I have a telescoping center rest. I'll dig it out and get some pictures this weekend.


----------



## woodchucker (Jun 2, 2017)

ironhorse18 said:


> Randy:
> Finally got the lathe home.  We had to drive through storms, rain and hail, but finally made it.    There are a couple of apparent problems that I noticed. Number one, the "clamping part, lower part" of the carriage lock is missing.  I'm pretty sure I could make one of these.  I am looking for a picture / drawing of one so I can see how the original one was fabricated.  There are no mounting bolts for either the follow rest or the steady rest.  It looks like there must be a shoulder  and possibly a short bevel on the original bolt that would mate up with the threaded hole in the carriage.  The threaded is smaller than I expected in the carriage mounting holes..  Last but not least:  The device that closes and locks the Steady Rest closed isn't there!!  I need a picture or drawing of that also.  I've figured out a way to "rig" something up that would work, but I would rather see how the original was made.
> I did get about 4 extra gears with the machine.  I haven't even got to unload it yet, still on the trailer.  I hope the get  the front end loader back by Monday then tackle it at that point in time.
> As an added note 3 chucks came with it.  A 3 jaw scroll chuck, a 3 jaw "Buck" type chuck, and a 4 jaw chuck.  They are all pretty rusty but I'll take care of that soon


Pictures ? Good luck with your new lathe.  you may want the rebuild kit that Steve Wells sells on ebay. Replace the wicks and get to know the machine in the process.


----------



## ironhorse18 (Jun 3, 2017)

RandyWilson said:


> Congrats!  Pictures required.
> 
> 
> There is an awful lot of information, manufacturers publications and such, on vintagemachinery.org. It's well worth a wander through. For this specific case, they have the parts manual.
> ...



Perfect!  We have our granddaughter this weekend so I'll go out to the shop Monday and count gear teeth.


----------



## ironhorse18 (Jun 3, 2017)

woochucker said:


> Pictures ? Good luck with your new lathe.  you may want the rebuild kit that Steve Wells sells on ebay.

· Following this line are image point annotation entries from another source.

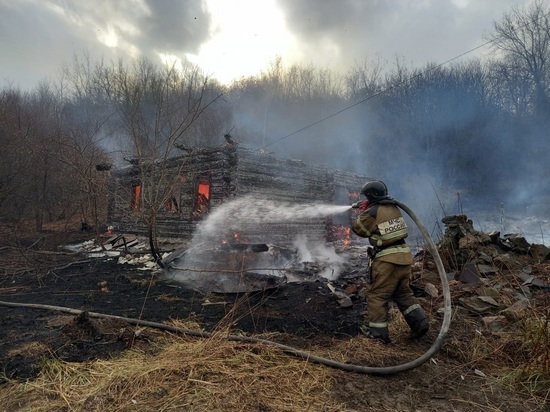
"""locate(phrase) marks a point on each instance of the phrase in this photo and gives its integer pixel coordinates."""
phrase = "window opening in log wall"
(202, 202)
(136, 194)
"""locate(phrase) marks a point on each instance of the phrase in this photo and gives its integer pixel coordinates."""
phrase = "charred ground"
(301, 314)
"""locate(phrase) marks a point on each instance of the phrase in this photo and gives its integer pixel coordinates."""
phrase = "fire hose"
(386, 370)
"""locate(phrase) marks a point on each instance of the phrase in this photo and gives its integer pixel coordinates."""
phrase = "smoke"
(206, 251)
(250, 210)
(331, 262)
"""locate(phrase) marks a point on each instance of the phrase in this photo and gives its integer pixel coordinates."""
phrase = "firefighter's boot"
(418, 323)
(380, 334)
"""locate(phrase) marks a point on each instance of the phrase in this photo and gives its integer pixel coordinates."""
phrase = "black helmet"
(374, 190)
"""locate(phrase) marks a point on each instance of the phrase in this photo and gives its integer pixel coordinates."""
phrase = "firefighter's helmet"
(374, 190)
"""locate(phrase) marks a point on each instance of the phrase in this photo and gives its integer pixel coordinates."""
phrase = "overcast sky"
(234, 38)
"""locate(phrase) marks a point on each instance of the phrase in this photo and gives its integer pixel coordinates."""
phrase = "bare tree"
(522, 37)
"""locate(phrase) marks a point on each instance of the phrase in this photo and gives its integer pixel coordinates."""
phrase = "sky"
(231, 39)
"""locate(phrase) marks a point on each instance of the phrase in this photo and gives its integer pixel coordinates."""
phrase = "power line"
(390, 88)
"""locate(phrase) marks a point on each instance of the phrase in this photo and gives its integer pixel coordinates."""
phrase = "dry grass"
(186, 374)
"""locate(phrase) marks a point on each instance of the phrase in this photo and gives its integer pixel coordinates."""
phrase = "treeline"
(477, 126)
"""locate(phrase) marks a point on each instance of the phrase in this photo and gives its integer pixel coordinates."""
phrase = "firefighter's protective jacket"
(384, 226)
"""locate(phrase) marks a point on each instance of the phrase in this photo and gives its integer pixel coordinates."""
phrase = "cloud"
(421, 31)
(39, 36)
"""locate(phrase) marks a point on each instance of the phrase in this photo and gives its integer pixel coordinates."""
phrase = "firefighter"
(390, 259)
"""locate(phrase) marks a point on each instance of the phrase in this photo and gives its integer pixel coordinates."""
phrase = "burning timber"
(200, 180)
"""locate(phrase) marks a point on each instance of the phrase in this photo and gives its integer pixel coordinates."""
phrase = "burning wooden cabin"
(185, 188)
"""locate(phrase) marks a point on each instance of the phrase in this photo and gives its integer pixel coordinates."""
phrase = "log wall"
(232, 171)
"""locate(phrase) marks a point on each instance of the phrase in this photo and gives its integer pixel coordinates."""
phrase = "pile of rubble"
(491, 276)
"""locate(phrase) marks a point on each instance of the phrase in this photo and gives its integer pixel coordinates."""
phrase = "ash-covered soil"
(297, 314)
(306, 310)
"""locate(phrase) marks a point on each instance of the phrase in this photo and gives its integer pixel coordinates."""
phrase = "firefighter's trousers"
(390, 282)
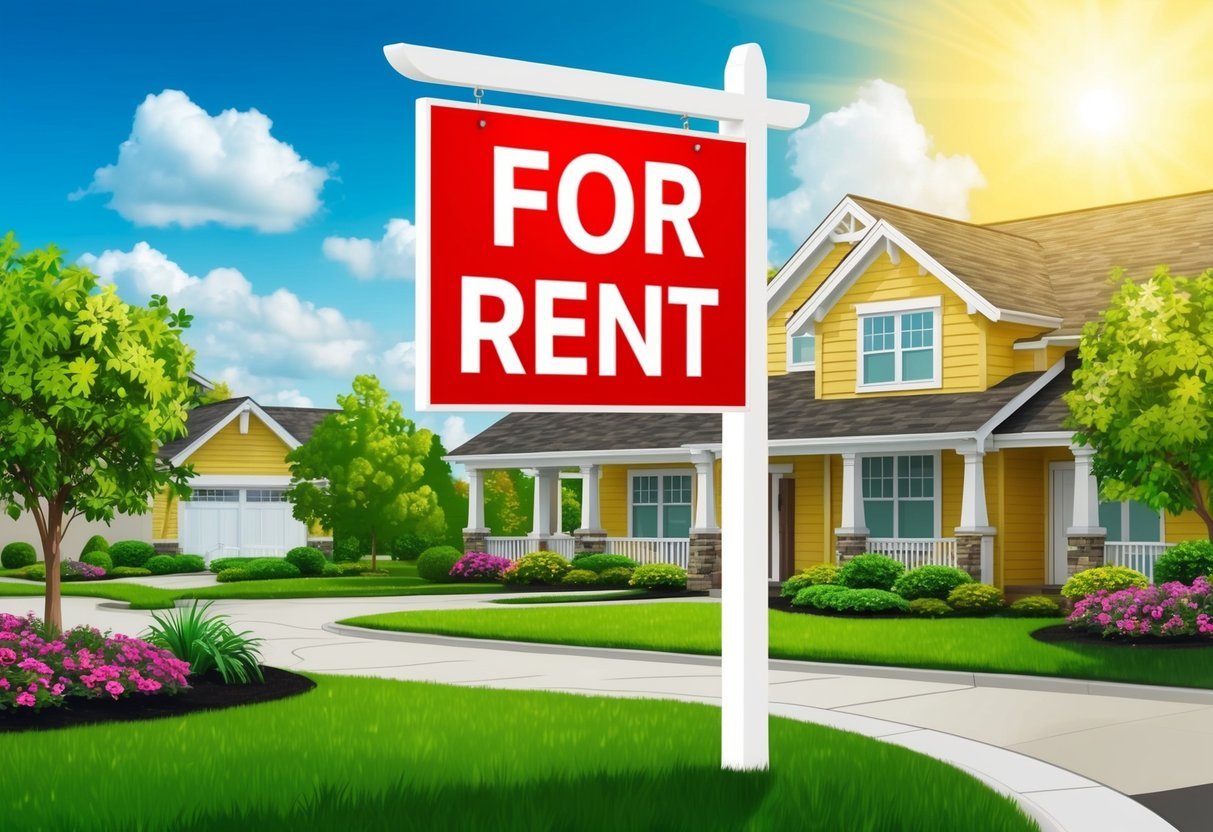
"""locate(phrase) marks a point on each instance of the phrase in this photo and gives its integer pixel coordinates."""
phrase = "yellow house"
(238, 450)
(916, 370)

Replace the wicks and get to know the machine in the process.



I'll check that out later today.  Thanks for the information, I'm sure the machine needs a little TLC.


----------



## ironhorse18 (Jun 6, 2017)

RandyWilson said:


> Congrats!  Pictures required.
> 
> 
> There is an awful lot of information, manufacturers publications and such, on vintagemachinery.org. It's well worth a wander through. For this specific case, they have the parts manual.
> ...



Well, I started cleaning up the lathe yesterday.  This machine must of been idle for some time.   The grease, gunk and grime is "dried" and "bonded" to the machine.  I have been using WD, and a few other things, including  non-flammable brake cleaner to cut the grease.  Plus lots of oil, it was pretty dry.  Paint is chipped almost every where.
It's not a CL 185c as advertised.  Lots of cleaning revealed it is a CL 175C, with a 6' bed.  I checked the extra gears, there isn't a 127 included. 
I'm not real good with the computer, but I am going to try to get some pictures posted.


----------



## ironhorse18 (Jun 6, 2017)

did


----------



## RandyWilson (Jun 6, 2017)

CL175 should be a 6 speed 13" lathe. There will be only three  steps on the flat belt pulley rather than four of a CL145.


----------